I don't know about others' opinion on the complete new design throughout Google's "product line", but I like it, UI wise. I like the fact that the whole UI in Google's products, while maintained simple and elegant, looks less "cheap" as before, and the kind of textured menu bar at the top looks great. And I also like the fact that I don't have ads on my home page on G+, which is kind of annoying on Facebook, although Facebook tries to keep it contained on the right side of the page, only occupying the very top of that area. I'm not saying I don't like the design of Facebook. I do like it, because like Google, Facebook keeps it simple and easy to navigate through your content. So I guess what I'm trying to say is that, in terms of UI, Google+ looks absolutely not bad compared to any social media I've used, which are mainly Facebook and Twitter (and I don't want to get into the discussion about the new design of the Twitter client).
Of course UI is not the only reason why I spent most of "social" life on G+ now.
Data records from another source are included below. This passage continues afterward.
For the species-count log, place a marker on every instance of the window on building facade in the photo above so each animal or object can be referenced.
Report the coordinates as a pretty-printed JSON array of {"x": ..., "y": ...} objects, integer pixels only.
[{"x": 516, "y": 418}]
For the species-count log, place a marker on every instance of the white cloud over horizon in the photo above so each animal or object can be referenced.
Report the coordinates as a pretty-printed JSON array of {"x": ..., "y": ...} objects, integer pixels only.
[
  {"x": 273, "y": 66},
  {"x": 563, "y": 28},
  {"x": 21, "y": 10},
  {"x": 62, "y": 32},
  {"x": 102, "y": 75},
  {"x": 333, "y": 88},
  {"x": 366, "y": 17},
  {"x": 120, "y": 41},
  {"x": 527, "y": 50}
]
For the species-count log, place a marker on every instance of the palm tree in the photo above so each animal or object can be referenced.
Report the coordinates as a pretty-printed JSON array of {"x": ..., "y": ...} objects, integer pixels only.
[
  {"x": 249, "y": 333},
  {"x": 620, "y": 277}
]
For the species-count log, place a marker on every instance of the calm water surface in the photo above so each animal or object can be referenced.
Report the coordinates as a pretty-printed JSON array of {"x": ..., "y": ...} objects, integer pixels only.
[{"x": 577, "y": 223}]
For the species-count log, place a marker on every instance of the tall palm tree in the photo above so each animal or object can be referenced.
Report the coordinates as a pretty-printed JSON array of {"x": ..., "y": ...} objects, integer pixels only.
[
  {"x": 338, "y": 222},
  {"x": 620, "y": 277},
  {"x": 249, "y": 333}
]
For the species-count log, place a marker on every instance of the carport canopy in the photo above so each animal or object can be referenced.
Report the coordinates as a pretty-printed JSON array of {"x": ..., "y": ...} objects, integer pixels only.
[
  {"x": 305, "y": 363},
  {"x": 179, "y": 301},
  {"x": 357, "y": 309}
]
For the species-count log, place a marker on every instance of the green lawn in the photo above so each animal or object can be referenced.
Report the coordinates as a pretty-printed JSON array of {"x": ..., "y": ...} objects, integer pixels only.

Although I failed to interest anyone in my "Friend" circle to move from other platform to G+, I'm having a lot of fun. Most of, or I should say almost the entire of, the content I enjoy on the G+ comes from my "Following" circle, which mainly consists of people I follow on twitter, who happen to think that G+ is also a good place to share stuff, such as theverge, Chris Pirillo, etc. Sometimes I think that it's the lack of Facebook friends, who, like many of my good friends in real life, are not as into electronics and its related technology as I do, on G+ that makes it a better place for spending my leisure time. It makes G+ more focused for me on the stuff I care about, and kind of filtered out the gibergaber that I don't really care about shared on Facebook, like what someone had for dinner, or some coffee place you think is great. I still go to Facebook and occasionally check these things, but it's not the focus of my time online. Twitter is similar in the sense of being focused. I guess the difference between G+ and twitter is that contents in G+ are organized in a more dynamic way than on twitter, since you have previews of pictures and videos can be viewed right from the page, without another click. At times when I want to quickly look through what's going on on the web today, I'll go to twitter, more likely the app, instead of the website, but if I want to have more preview of the posts in my stream before I read or watch anything, G+ would be my choice.
There are more stuff, good or bad that I'll discover with more time spent on the site, later. But I will say this now, I like Google+ more than I liked Google Buzz or Orkut. We'll see.